Il progetto

Raccogliere, riscoprire, raccontare le vite di donne che hanno fatto la storia dei territori e la storia d’Italia. Storie dimenticate o mai conosciute, che è importante far emergere per illuminare la “metà del mondo”, quella femminile, che nella lunga strada per la conquista dei diritti e delle libertà ha dato un contributo spesso sottovalutato ma determinante alla crescita dell’intera nazione.

È questo il significato del progetto “L’Italia delle donne”, fortemente voluto dalla ministra Eugenia Roccella e promosso dal Dipartimento per le pari opportunità della Presidenza del Consiglio nel settembre del 2024, che con la premiazione del 7 marzo 2025 delle prime 20 venti storie invisibili di donne incredibili entra nel vivo. Sono storie di luoghi, storie di vite, storie dimenticate o mai raccontate, storie di donne scrittrici, artiste, imprenditrici, sportive, religiose, scienziate. 

Il percorso è proseguito con la seconda edizione dell’iniziativa, culminata nella cerimonia di premiazione del 3 marzo 2026. In questa occasione, la Ministra Roccella ha premiato le 19 biografie di donne selezionate tra le nuove candidature provenienti da tutta Italia, proposte da enti territoriali e istituzioni culturali, tra cui – novità di questa edizione – anche le scuole di ogni ordine e grado. 

E sono più di seicento i profili di donne proposti in risposta alle due edizioni dell’avviso promosso dal Dipartimento, realizzato in attuazione della Strategia nazionale per la parità di genere 2021-2026 che prevede, tra le misure di carattere trasversale, la diffusione di modelli femminili positivi e la promozione di role model per la parità di genere e per il superamento degli stereotipi. Per la prima edizione è stata inoltre realizzata una pubblicazione che raccoglie tutte le storie delle protagoniste; una raccolta analoga sarà realizzata anche per i profili selezionati nell’ambito della seconda edizione dell’avviso, con l’obiettivo di valorizzare e diffondere ulteriormente queste esperienze.

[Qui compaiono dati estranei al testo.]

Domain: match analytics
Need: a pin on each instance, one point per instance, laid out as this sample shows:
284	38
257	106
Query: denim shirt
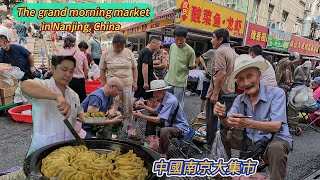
166	110
271	106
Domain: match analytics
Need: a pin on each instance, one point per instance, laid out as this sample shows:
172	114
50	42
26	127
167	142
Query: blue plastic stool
189	141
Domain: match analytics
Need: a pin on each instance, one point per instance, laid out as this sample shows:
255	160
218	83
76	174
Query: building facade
298	17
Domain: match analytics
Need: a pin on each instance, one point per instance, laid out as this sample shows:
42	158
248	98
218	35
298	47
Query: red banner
256	34
304	46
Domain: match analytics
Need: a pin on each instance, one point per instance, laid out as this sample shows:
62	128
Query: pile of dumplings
77	162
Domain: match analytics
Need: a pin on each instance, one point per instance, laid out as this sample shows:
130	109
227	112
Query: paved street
16	137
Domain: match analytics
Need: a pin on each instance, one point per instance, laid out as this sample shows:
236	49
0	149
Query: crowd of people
159	76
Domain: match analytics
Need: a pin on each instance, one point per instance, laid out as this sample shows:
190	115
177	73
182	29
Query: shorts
140	92
205	89
24	39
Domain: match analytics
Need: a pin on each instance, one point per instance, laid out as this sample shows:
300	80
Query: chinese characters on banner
304	46
209	16
278	40
256	34
205	167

Recuperare la memoria di queste donne dimenticate, partendo proprio dai territori che, talvolta inconsapevolmente, la custodiscono, è quindi una grande opportunità, sia per gettare una nuova luce sul contributo femminile alla storia del nostro Paese, rendendolo visibile e riconoscibile, sia per dare nuova linfa a quegli stessi territori, che potranno così scoprire e valorizzare luoghi e percorsi finora sconosciuti.